Purgatio wrote:Mithea III wrote: Your right. The woman is omitting the fetus the ability to inhabit her uterus, and by doing so, death is the result. It isn't that she chose to kill the fetus, but only that it happened by consequence. But I want to take away her ability to do that. The fetus is not capable of understanding its situation and therefore cannot reasonably be considered a sentient being to disagree with its demise, assuming of course its being aborted. But I, as the government, am a collection of sentient beings, and we decide that the mother can't be allowed to omit her body from the fetus. We act as proxy for the fetus until it is born, and from there, we only step in again if the mother is unfit to protect her child.
But the question is why the mother should be denied that choice.

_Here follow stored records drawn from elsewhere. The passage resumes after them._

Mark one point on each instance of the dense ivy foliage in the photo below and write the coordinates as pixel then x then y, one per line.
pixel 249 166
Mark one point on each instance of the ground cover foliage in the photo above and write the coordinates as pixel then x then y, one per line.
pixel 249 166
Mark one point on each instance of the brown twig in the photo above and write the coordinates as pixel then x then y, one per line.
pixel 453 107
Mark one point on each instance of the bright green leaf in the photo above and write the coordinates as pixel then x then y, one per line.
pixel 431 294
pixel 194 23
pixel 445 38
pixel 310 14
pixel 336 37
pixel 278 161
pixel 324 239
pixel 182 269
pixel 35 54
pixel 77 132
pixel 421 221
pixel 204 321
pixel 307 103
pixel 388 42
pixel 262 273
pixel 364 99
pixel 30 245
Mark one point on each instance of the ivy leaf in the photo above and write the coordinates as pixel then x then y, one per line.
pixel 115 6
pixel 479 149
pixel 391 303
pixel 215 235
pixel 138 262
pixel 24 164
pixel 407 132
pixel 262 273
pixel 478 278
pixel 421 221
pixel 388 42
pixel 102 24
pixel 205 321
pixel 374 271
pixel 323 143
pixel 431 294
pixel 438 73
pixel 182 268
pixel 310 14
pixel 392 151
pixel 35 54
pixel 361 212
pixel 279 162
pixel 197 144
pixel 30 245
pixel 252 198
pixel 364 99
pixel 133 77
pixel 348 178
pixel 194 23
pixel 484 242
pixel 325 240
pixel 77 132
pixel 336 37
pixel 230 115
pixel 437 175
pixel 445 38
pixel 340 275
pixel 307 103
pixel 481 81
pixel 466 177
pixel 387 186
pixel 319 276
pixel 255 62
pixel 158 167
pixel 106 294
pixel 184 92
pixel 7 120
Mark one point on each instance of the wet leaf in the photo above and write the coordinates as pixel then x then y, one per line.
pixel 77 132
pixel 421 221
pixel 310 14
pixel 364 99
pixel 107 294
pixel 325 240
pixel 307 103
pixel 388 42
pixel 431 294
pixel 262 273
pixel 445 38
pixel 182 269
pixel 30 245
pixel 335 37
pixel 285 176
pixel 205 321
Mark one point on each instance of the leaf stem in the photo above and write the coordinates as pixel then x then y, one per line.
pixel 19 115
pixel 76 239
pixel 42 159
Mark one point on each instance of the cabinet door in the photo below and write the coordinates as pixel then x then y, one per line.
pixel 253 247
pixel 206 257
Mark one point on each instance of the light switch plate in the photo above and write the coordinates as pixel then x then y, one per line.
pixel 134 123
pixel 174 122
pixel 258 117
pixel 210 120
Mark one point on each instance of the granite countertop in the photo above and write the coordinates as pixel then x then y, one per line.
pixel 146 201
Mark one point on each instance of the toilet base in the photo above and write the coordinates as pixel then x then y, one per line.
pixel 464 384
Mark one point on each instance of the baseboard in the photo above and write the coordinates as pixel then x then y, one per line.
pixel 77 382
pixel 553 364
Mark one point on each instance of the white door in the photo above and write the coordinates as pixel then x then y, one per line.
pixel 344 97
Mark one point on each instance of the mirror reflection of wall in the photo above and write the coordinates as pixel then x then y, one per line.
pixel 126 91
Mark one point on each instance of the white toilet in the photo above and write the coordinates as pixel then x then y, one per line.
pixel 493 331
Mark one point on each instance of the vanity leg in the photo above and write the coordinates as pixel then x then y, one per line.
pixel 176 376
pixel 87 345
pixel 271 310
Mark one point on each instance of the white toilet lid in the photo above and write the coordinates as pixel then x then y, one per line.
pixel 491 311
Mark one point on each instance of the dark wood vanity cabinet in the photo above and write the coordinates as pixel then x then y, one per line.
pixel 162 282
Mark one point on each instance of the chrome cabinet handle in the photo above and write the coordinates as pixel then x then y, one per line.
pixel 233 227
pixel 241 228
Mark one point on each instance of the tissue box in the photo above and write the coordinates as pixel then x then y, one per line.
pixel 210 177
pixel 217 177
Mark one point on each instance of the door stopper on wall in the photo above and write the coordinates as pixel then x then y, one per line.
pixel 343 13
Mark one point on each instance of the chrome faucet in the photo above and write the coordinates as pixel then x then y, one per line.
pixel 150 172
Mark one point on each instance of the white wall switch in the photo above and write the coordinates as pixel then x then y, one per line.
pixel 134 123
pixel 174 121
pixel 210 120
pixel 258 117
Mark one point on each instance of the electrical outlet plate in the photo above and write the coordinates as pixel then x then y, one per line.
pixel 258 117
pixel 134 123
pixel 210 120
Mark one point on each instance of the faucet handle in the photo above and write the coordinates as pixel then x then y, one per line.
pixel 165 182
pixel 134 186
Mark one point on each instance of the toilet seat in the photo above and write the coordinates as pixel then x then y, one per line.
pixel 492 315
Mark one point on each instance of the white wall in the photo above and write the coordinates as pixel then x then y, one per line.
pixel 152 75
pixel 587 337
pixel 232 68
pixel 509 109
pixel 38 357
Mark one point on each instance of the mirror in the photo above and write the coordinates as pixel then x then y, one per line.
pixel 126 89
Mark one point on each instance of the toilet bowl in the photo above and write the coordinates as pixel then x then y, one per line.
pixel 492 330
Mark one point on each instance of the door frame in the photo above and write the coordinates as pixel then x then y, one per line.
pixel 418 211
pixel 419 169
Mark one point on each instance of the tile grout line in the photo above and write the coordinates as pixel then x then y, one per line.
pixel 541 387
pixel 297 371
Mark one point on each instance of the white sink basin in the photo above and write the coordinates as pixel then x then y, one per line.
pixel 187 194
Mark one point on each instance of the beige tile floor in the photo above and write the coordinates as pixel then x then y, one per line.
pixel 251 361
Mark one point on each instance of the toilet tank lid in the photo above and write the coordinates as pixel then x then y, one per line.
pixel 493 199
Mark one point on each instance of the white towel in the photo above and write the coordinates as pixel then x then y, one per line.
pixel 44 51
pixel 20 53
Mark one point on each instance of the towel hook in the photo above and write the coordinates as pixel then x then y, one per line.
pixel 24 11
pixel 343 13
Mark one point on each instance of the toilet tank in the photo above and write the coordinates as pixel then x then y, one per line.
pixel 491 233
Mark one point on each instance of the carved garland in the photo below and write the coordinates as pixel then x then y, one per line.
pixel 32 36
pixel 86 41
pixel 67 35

The whole reason I've been arguing that abortion is an omission (ie withdrawal of consent) rather than an act is because we live in an individualistic society, where we impose restrictions on you infringing the autonomy and sovereignty of others, but you are under no obligation to actively sacrifice your body, your time, your property for the benefit of others, because you are a free and independent agent. I'm not obliged to mandatorily donate blood or organs to you to help you survive, but I am prevented from stabbing you to death. I'm not allowed to invade and trespass your land, but I am allowed to eject you from my land. In the same way, I don't believe mothers should be allowed to murder their babies as independent human beings, but I don't believe mothers should be mandatorily required to make their bodies available as incubating machines for foetuses. As an extension of the abovementioned principles. Unless you want to overhaul the law to ban any omission that results in death (which would be a very radical reform indeed, since it means if I don't donate to a charity for starving children, and a kid dies as a result, I'm now a murderer).
Bodily sovereignty rights for the fetus... GO!